Sigel’s always carries a variety of Passover wines from around the world. Since I’m never looking for Mogen David Concord Grape or Manischewitz Extra Extra Extra Sweet Swill, a division of Bain Capital, I usually ask one of the Sigel’s Passover wine specialists for help.
“Hello, I’m looking for a Passover wine that doesn’t taste like crap,” I asked the first clerk I saw at Sigel’s last year.
He turned to the woman at the next register he thought might be more proficient in the fine Passover wines the store stocked.
“This gentleman is looking for a Passover wine that doesn’t taste like crap,” the clerk said.
“Let me ask,” she said and picked up the intercom. “I need help with a Passover wine that doesn’t taste like crap.”
She pointed me toward the store manager who was standing in the aisle with Passover wines.
They actually had a good variety of wines from around the world. In addition to California and New York wines, they had bottles from Australia, South Africa and Israel. What I got wasn’t sticky sweet, but quite good.

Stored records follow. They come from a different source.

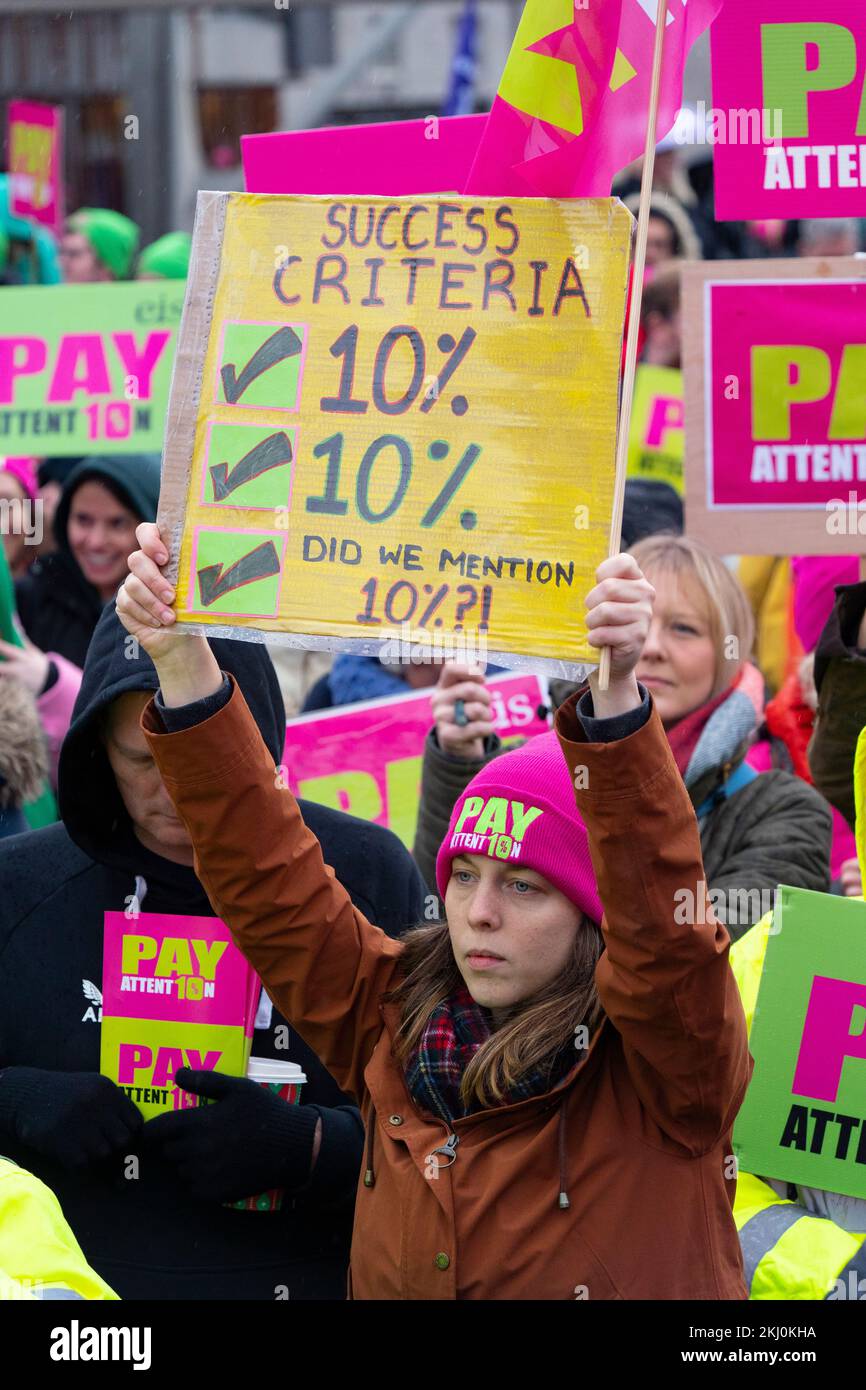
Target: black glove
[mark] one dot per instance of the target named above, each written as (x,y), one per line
(72,1118)
(248,1143)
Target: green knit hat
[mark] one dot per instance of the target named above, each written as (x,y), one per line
(113,236)
(168,257)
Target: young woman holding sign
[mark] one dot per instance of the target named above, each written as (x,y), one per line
(549,1080)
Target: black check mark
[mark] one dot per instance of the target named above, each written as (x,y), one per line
(257,565)
(270,453)
(280,346)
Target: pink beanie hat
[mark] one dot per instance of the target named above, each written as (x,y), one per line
(25,471)
(520,808)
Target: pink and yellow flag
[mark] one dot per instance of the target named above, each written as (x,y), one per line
(573,102)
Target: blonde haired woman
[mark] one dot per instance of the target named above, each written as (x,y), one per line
(756,831)
(549,1079)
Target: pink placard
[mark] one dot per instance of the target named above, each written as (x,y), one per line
(784,392)
(164,954)
(388,160)
(806,60)
(35,163)
(366,758)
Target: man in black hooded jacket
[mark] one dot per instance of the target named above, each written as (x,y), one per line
(156,1228)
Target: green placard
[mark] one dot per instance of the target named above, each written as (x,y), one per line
(85,369)
(804,1118)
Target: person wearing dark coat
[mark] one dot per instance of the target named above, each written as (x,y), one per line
(63,594)
(164,1232)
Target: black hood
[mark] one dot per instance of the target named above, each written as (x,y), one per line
(89,802)
(132,477)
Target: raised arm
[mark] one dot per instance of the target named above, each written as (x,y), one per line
(323,963)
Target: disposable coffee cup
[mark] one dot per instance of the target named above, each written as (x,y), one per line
(285,1080)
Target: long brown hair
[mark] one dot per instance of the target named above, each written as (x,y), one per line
(535,1030)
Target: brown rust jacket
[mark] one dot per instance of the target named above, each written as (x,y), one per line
(637,1134)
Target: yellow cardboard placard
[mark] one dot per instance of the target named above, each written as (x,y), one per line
(396,419)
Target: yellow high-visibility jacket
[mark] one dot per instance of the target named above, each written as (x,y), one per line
(39,1255)
(787,1251)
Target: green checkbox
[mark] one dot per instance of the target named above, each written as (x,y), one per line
(260,366)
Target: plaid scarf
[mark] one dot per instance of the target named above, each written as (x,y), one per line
(452,1034)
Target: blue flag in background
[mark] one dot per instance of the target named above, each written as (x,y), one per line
(462,92)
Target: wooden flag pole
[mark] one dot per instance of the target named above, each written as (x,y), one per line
(634,312)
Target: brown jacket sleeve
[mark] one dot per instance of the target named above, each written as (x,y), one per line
(666,987)
(321,962)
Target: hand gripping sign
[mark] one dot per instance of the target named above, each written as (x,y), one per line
(788,118)
(396,416)
(804,1118)
(776,405)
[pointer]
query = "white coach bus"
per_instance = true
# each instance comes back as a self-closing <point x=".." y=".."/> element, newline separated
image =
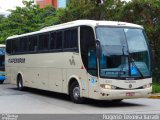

What makes wine kosher for Passover? In addition to the rabbinical supervision and bribes taken to get the kosher certification, the mold used in fermenting kosher for Passover wine must not come from bread. Common preservatives like potassium sorbate can’t be added either. That’s because in the laws of kosher, as written in Leviticus, one line is rarely translated in its entirety. That line says, “you shall not eat the meat from a cloven hoofed animal, such as a pig or a camel, or eat food preserved with potassium sorbate on Passover, even if that does jack the price way the hell up.”
Really. It says that.
But if tradition dictates that you buy a fine Mansichewitz, a division of Bain Capital, look for a vintage older than the previous Thursday to make sure your wine had those extra days to age to perfection. And since we drink four glasses of wine each at the Seder, Manischewitz, a division of Bain Capital, might be the more convenient choice since it not only comes in the traditional square stackable bottle, but also is available in gallon jugs.